Sequencing of the five pools in a single slide SOLiD run resulted in 270,024,207 raw 50-mer reads (Fig. 2a) with even coverage distribution across the designed region: 99.9% of the target design was covered by at least one read, 99.3 ± 0.3% covered by at least 20 reads and 91.3 ± 3% covered by at least 500 reads (Fig. 2c). From all produced raw sequencing reads (270,024,207), 72.2 ± 0.8% mapped to the GRCh37/hg19 genome build for human and 48.6 ± 3.3% of all mapped reads overlapped with the enrichment design (Fig. 2b). The second percentage is often referred to as enrichment efficiency and correlates with our previous observations that design sizes smaller than 1 Mb (in our case ~0.5 Mb) have lower enrichment efficiency in comparison with designs larger than 1 Mb (up to 60–70%).
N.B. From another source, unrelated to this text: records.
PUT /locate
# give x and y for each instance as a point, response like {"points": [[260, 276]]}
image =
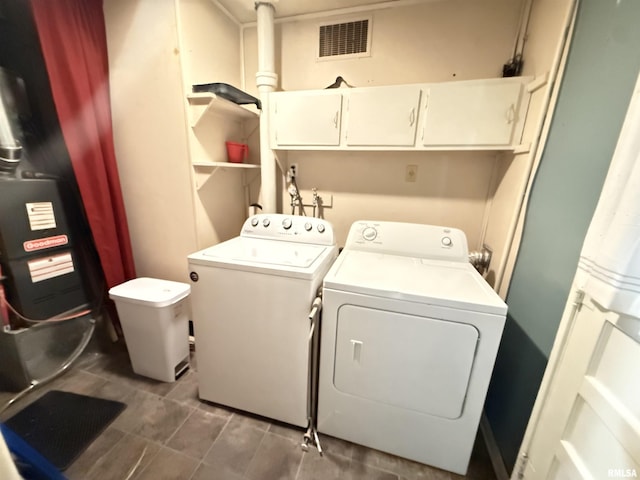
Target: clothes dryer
{"points": [[409, 336]]}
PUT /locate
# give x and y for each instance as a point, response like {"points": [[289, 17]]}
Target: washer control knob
{"points": [[369, 234]]}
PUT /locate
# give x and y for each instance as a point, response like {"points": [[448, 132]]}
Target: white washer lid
{"points": [[275, 256], [437, 282], [150, 291]]}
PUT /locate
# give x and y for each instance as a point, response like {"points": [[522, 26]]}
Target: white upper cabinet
{"points": [[305, 118], [483, 113], [383, 116]]}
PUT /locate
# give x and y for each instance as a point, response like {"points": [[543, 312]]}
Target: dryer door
{"points": [[417, 363]]}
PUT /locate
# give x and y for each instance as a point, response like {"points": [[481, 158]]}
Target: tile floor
{"points": [[173, 435]]}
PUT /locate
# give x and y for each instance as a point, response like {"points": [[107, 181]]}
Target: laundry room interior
{"points": [[382, 281]]}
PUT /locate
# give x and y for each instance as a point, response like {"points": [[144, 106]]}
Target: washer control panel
{"points": [[292, 228], [409, 239]]}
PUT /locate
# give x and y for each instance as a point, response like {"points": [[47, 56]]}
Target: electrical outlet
{"points": [[411, 174]]}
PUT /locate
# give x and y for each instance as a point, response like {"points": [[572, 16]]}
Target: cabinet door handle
{"points": [[511, 114]]}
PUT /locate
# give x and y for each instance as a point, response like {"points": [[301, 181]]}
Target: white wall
{"points": [[157, 50], [149, 134], [435, 41], [210, 45]]}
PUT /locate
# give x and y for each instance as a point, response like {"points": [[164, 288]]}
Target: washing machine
{"points": [[409, 336], [251, 300]]}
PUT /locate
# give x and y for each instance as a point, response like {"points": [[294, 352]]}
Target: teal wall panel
{"points": [[601, 71]]}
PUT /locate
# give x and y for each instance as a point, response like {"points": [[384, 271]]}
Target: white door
{"points": [[383, 116], [473, 113], [306, 118], [589, 404]]}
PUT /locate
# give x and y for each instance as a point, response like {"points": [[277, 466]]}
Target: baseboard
{"points": [[492, 447]]}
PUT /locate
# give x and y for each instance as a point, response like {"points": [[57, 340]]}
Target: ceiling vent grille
{"points": [[340, 39]]}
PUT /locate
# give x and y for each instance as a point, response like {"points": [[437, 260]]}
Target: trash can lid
{"points": [[150, 291]]}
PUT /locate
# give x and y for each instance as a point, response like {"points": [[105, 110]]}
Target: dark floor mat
{"points": [[61, 425]]}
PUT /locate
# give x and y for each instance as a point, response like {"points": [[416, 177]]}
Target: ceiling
{"points": [[244, 10]]}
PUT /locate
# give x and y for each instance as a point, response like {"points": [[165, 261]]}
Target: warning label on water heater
{"points": [[41, 216], [42, 243], [50, 267]]}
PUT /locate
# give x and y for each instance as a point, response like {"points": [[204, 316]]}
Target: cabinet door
{"points": [[306, 118], [478, 113], [383, 116]]}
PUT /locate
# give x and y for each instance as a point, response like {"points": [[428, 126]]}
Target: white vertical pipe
{"points": [[266, 81]]}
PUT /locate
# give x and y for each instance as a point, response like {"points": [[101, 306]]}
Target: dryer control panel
{"points": [[409, 239], [292, 228]]}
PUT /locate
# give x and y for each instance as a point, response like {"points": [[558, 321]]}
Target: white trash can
{"points": [[154, 315]]}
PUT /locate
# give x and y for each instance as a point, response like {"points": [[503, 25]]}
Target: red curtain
{"points": [[73, 40]]}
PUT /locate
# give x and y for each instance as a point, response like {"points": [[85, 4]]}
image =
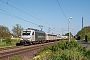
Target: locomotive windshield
{"points": [[26, 32]]}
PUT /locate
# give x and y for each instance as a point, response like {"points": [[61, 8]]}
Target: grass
{"points": [[13, 43], [64, 50]]}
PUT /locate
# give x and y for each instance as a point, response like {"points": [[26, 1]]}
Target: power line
{"points": [[61, 9], [21, 11], [9, 14]]}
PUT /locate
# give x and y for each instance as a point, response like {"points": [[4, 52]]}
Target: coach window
{"points": [[33, 33]]}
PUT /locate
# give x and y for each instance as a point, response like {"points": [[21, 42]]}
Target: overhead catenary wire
{"points": [[62, 10], [22, 11]]}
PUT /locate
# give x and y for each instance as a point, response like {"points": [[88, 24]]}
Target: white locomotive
{"points": [[30, 36]]}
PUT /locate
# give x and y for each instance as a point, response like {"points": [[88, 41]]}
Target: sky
{"points": [[53, 14]]}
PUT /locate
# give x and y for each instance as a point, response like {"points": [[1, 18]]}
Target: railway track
{"points": [[26, 51]]}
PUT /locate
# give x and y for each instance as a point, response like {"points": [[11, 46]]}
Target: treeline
{"points": [[84, 32], [5, 32]]}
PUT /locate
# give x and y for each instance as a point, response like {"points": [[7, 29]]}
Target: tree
{"points": [[17, 30], [4, 32], [83, 32]]}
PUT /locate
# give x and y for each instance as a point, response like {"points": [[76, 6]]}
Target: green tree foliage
{"points": [[17, 30], [83, 32], [4, 32], [65, 50]]}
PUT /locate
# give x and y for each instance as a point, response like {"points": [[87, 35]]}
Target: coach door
{"points": [[33, 36]]}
For each patient pool, we obtained a mean bp coverage of 2,514 ± 481 reads and median bp coverage of 2,158 ± 497 reads and the small difference between these two values (14.6 ± 3.2%) can be used as indirect measure of even distribution (Fig. 2d). Evenness of coverage defined by an evenness score is similar in all five pools (72.4 ± 0.2) and falls into the normal range of 70–75% as described before [19] (Fig. 2e). More than 99% of all bp position from the designed regions was covered by at least 10% of mean coverage (Fig. 3).

Fig. 2.

Fig. 2

Sequencing, mapping and enrichment statistics. The total number of reads produced, number of reads mapping to the reference genome and number of reads overlapping with the enrichment design (a), the percentage of mappability and enrichment efficiency (b), design footprint covered by ≥1 read, by ≥20 reads, and by ≥500 reads (c), mean and median bp coverage (d), and evenness score (e) show similar pattern for all five patient pools indicating the robustness of the method. The number of novel variants detected in all five patient pools correlates with the size of the coding sequence of genes (f) indicating a random distribution of detected variants. It is not possible to statistically test for enrichment of variants in genes since we did not include control genes or control samples (full line trend line, dashed line mean value line, R 2 trend line equation)

Fig. 3.

Fig. 3

Distribution of sequencing coverage. The plot indicates the percentage of bases in the design that is covered by the depth of coverage normalized for the average coverage. Example: on average 99% of all bp is covered by at least 10-percentile of mean coverage (251.4 ± 48.1 per pool) and approximately 40% of all bp reached the mean coverage (2,514 ± 481 per pool)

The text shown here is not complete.